7 thoughts on “Making the probation department into a halfway decent parent”

  1. This seems of a piece with what The Last Psychiatrist seems to believe. Good parenting is, in part, about being consistent in your discipline. It’s not the type of discipline necessarily, but how it is meted out. Is it meted out for clearly laid out reasons? And in consistent fashion? Or is it meted out randomly and without any regard for the offense? The goal is to help the child develop a super-ego that will govern behaviour. So the goal of the state here, is yes, to be a good parent, to help the person develop a super ego and teach them to govern their own behavior. If you let someone get away with constant parole violations, and then send them away for another year or two based on something small like a shoplifting charge, or failing a drug test, that doesn’t train the person to behave differently; it teaches them is that the state is irrational, unpredictable, unreliable, and capricious in its assertion of power. And that would be a fair lesson to learn in that case. To the extent we’re going to use the state apparatus to govern behaviour, it would, I hope, be done in a fashion that ultimately encourages people to govern their own selves.

  2. Great conversation. I think the Focault/Sade observation is brilliant, as was the observation that criminals were all victims first. In my classroom, I routinely have to mete out “punishments” to kids who were never given “the gift of self-control”, and so it feels terribly unfair to cause them even more anguish. But in the end, it is for their own good, as well as the rest of us. The larger problem is whether there is actually a support system that is there for them, that believes in them, on the other side. But as you point out, this is only part of a larger response that needs to happen, so that the self-efficacy is built from the beginning.

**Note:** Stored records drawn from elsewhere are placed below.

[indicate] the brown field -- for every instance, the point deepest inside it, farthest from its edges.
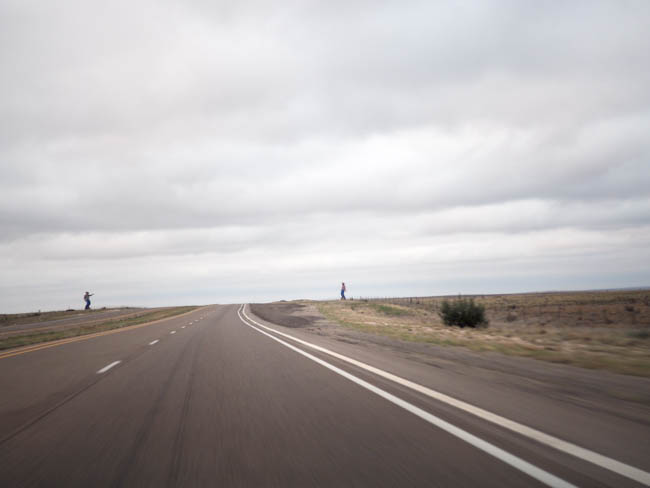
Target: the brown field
(90, 325)
(601, 329)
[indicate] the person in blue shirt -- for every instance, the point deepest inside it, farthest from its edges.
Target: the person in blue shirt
(87, 299)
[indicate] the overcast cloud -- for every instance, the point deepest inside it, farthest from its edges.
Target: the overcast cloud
(160, 153)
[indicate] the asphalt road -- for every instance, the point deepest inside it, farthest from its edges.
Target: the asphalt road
(206, 400)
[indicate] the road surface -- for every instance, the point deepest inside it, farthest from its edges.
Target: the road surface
(212, 398)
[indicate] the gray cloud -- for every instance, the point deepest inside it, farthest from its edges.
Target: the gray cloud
(204, 133)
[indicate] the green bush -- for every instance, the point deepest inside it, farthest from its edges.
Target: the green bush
(463, 313)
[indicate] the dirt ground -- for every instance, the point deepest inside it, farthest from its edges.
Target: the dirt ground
(599, 390)
(599, 330)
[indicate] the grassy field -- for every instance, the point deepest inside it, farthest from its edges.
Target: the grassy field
(29, 338)
(605, 330)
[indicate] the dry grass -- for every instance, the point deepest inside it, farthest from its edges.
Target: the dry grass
(605, 330)
(115, 323)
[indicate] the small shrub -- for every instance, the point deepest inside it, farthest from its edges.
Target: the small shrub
(392, 311)
(463, 313)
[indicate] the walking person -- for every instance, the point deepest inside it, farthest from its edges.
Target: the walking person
(87, 299)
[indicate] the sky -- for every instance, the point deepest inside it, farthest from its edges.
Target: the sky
(161, 153)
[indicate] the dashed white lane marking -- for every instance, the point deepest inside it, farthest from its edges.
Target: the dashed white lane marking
(580, 452)
(106, 368)
(514, 461)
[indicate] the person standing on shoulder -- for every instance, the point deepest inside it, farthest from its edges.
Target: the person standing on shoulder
(87, 299)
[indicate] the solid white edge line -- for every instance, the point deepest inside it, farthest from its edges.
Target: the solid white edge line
(106, 368)
(514, 461)
(618, 467)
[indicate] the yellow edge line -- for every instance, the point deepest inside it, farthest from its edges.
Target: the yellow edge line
(85, 337)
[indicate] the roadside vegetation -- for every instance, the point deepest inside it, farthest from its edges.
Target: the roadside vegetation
(602, 330)
(35, 337)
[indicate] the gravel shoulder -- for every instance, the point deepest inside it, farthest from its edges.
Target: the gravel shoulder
(620, 395)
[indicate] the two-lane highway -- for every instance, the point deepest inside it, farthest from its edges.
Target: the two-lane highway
(212, 399)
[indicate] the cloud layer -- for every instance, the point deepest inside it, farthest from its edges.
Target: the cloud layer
(199, 152)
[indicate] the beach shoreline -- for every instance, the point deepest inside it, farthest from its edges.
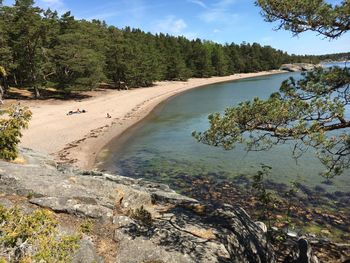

  3. “halfway decent parent” – Exactly right. When I was working in substance abuse with adjudicated teens (and adults), it became clear as day to an object relations oriented therapist that what we were doing – myself, the courts, probation departments – was re-parenting. The best results I got was not through the mandated CBT programs, but through the parenting groups (where I ditched the standard drug abuse horses**t and worked on parenting skills and building the relationship) and intensive individual therapy, where again I eschewed the ‘drug treatment’ playbook and worked on building life skills and ego strength. Drug abuse is a symptom, not a cause (in terms of core functioning); that this essential truth has been inverted in treatment and cultural perspective is itself a crime.

    In my opinion this is the frame (re-parenting), the lens that must be adopted if there is to be any hope of showing lasting results in changing destructive behavior. This includes adults. I don’t know how ready our society is to drop millennia of cultural programming and recognize the long reach of childhood into adult behavior, but for adolescents it’s a no brainer. Reading the research on HOPE was incredibly satisfying, in that it validated my perceptions of how badly we misappropriate the resources of society’s behavior response system (i.e., legal system). Hillary Clinton was right about community, and the necessity of community engagement. Maybe HOPE and 24/7 will catalyze this necessary shift. I did my best to change my little corner.

  4. “To no man will we .. delay justice” – Magna Carta. Mediaeval criminal justice tended to be expeditious anyway, but I’m wondering if positing speed as a value of justice is original to Anglo-Norman law. Is it in the Pandects of Justinian say?

    1. I left my Justinian in my other jacket, but the Sixth Amendment orders that “In all criminal prosecutions, the accused shall enjoy the right to a speedy and public trial.”

      1. Ecclesiastes 8:11- “because the sentence against an evil deed is not executed speedily, the heart of the children of man is fully set to do evil.” Or a more modern paraphrase of the same scripture from the GLT translation says “when a sentence against a crime isn’t carried out quickly, people are encouraged to commit crimes.”

  5. Here are people working a similar vein but from the other end, Mark. Check out David Kirp’s NYT op-ed piece from yesterday, “The Secret to Fixing Bad Schools.”